Im Kundalini Yoga nach Yogi Bhajan findet eine verbale Haltungskorrektur statt. Anders als in anderen Yoga-Traditionen geht der Lehrer nicht herum, um evtl. Fehlhaltungen durch Berührungen zu korrigieren. Hilfsmittel wie Yogablöcke oder -Bänder werden normalerweise nicht benutzt.
Der Energiefluss des Yoga-Übenden soll nicht gestört werden. Das eigene Spüren wird wichtiger genommen als die korrekte Haltung.
Eine exakte Haltung erhöht die Wirkung einer Yogaübung. Aus unterschiedlichen Gründen ist es den Yoga-Übenden aber oft nicht möglich, in die perfekte Haltung zu gehen.
- Körperliche Limitierungen (z.b. verkürzte Bänder) lassen eine exakte Haltung oft nicht zu.
- Die unterschiedliche körperliche Konstitution empfiehlt einen differenzierten Umgang mit einzelnen Haltungen. Z.B. kann die Armhaltung bei der Sat Kriya je nach Thema und Ausrichtung der eigenen Blockaden unterschiedlich sein.
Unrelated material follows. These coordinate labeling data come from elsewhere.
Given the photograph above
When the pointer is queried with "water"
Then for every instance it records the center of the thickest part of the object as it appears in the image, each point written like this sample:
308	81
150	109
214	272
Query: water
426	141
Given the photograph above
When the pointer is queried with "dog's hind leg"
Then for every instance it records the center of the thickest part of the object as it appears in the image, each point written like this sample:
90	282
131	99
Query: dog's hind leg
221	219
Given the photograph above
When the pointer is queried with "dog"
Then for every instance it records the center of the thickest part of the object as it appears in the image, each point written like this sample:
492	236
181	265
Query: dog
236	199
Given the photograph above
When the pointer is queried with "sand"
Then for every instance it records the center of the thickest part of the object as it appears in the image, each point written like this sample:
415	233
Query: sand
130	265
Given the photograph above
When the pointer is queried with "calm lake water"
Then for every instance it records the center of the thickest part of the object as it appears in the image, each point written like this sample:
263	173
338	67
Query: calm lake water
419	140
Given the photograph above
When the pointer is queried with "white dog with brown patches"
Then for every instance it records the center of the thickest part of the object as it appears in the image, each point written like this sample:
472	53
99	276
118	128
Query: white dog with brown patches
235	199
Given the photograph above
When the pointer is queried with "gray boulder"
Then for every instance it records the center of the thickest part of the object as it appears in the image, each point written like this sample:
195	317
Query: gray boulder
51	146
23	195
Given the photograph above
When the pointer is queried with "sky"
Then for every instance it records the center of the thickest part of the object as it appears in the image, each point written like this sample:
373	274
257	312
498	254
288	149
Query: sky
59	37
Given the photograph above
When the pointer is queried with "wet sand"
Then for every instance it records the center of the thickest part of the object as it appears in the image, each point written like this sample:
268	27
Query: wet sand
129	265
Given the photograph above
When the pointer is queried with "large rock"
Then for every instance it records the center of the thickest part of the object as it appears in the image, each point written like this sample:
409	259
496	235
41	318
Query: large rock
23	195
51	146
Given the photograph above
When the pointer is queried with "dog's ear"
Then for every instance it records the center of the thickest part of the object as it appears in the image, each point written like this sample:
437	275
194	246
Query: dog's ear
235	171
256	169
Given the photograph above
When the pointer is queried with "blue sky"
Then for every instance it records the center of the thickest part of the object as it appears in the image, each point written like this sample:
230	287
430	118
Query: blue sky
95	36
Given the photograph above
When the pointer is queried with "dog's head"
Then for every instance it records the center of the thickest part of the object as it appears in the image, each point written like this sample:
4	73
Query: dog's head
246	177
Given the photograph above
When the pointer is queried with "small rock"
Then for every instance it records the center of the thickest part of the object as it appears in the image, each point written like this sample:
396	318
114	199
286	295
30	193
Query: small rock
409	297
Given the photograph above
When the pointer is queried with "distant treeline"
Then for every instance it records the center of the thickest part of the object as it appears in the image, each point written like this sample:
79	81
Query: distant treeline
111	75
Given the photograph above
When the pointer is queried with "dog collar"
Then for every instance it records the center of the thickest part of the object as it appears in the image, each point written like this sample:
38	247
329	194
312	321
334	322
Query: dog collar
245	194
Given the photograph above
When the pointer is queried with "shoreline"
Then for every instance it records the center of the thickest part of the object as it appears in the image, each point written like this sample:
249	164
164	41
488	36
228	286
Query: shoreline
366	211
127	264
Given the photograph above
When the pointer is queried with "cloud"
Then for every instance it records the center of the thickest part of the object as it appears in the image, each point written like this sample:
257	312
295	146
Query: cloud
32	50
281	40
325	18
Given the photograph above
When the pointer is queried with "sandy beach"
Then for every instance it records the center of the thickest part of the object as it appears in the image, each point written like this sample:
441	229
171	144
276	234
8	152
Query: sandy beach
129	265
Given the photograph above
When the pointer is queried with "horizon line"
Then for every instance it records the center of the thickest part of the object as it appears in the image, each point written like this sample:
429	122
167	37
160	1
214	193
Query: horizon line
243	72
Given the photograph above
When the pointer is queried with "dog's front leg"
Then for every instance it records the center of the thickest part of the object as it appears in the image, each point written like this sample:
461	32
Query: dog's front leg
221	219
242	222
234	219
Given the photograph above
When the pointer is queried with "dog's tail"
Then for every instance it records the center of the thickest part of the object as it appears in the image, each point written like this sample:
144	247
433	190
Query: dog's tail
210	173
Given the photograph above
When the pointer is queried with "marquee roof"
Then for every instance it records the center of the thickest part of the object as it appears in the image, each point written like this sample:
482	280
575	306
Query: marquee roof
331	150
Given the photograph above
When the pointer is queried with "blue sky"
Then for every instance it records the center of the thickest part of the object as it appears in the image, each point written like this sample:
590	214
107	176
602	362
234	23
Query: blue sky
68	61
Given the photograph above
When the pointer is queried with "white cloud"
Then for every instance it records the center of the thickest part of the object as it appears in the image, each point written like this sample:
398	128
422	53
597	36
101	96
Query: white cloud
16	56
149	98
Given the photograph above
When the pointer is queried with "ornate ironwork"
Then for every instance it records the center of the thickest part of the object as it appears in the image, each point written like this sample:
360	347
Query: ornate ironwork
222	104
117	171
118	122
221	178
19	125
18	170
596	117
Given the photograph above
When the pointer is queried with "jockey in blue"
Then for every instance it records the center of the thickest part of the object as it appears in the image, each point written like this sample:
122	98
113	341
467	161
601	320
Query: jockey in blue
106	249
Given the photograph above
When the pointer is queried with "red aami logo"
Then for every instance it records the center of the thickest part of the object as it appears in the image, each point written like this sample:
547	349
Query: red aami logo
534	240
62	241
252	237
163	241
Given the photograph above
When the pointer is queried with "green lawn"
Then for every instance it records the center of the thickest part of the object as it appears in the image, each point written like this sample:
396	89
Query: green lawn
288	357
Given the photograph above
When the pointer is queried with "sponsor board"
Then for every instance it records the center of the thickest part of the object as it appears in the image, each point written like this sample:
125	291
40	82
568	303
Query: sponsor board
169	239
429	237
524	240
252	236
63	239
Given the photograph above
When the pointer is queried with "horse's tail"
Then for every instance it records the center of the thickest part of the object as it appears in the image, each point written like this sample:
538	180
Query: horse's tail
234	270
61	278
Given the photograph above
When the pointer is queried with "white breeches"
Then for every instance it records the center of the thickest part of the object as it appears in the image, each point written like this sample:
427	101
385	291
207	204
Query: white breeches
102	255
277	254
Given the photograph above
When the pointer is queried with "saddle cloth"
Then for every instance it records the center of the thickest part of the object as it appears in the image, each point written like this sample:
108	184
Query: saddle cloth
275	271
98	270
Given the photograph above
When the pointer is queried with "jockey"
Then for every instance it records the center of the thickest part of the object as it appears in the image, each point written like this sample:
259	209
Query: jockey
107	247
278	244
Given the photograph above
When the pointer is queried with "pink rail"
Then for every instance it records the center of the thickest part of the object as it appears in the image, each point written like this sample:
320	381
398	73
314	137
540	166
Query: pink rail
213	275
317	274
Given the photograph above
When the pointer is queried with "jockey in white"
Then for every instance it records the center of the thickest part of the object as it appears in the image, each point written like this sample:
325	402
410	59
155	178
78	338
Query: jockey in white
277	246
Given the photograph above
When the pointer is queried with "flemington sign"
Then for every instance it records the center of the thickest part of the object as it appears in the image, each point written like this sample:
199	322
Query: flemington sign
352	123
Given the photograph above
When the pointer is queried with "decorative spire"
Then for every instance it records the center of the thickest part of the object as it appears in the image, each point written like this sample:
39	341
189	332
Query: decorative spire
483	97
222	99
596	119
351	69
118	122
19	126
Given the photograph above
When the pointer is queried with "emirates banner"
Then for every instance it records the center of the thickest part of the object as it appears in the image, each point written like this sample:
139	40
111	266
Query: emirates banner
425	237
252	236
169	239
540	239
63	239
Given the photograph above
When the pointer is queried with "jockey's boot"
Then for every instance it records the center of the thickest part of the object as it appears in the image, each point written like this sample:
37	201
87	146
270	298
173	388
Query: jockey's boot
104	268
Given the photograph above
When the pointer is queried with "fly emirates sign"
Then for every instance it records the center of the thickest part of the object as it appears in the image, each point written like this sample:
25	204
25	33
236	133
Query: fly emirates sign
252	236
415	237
- Hilfestellungen bewirken zwar evtl. eine korrekte Ausrichtung, gehen aber manchmal am Thema der Haltung vorbei. So wirkt der Kundalini Lotus auf das 2. Chakra, aber nur wenige können den rechten Winkel im Kreuzbein aufrecht erhalten. Wenn man mit den Armen nachhilft, ist zwar der Winkel exakt, aber die Wirkung auf das 2. Chakra geht verloren.
- Um eine Übung durchzuhalten wird manchmal von den Übenden ein Winkel verändert oder Knie und Ellbogen gebeugt. Das Durchhalten der Übung hat eine wichtige Wirkungsfunktion, die im Zweifelsfall höher zu bewerten ist als wenn die Übung exakt aber dafür zu kurz gemacht wird.
Yogi Bhajan hat viele Übungen mit exakten Haltungen unterrichtet, aber den Schwerpunkt im Energiefluss der Übungsreihen – den sogenannten Kriyas – gesetzt. Die Übungen sollten - ohne zu viel Ablenkung durch einen perfekten Anspruch an die Haltung - aus den eigenen Bedürfnissen und Möglichkeiten heraus ausgeführt werden. Dadurch wird ein sehr individueller Bezug zu den einzelnen Haltungen möglich, der für eine tiefgehende psycho-somatische Wirkung nötig ist.
Die Synchronisation zwischen Nerven-, Energie(Prana)- und Körpersystem entwickelt sich in den einzelnen Übungen und durch die Kombination der einzelnen Übungen. Dafür ist ein Spannungsfeld nötig, dass sich nicht automatisch aus der Haltung heraus ergibt, sondern erst aus dem bewussten Bemühen, den Energiefluss im Körper zu harmonisieren. Die exakte Haltung ist dabei nur ein Ende der nötigen Polarität. Das andere Ende ist das Selbst, dass sich individuell zu den einzelnen Haltungen verhält. Dieses Ringen zwischen der eigenen Selbstwahrnehmung und dem Anspruch an die exakte Haltung benötigt Raum und Flexibilität, damit das Yoga seine Wirkung entfalten kann.
Die Yoga-Haltung impft einen Stressimpuls in die Wahrnehmung. Dieser Impuls ist so getaktet, dass er das Bewusstsein erhöht – das eigentliche Ziel des Yoga. Wenn es nur um die Haltung ginge, dann wäre Yoga eine Art Akrobatik. Es wird solange geübt, bis die perfekte Haltung erreicht ist. Beim Yoga ist die perfekte Haltung eher eine Fata Morgana. Sie treibt den Prozess an, ist aber nicht das eigentliche Ziel. Sie ist nur Mittel zum Zweck.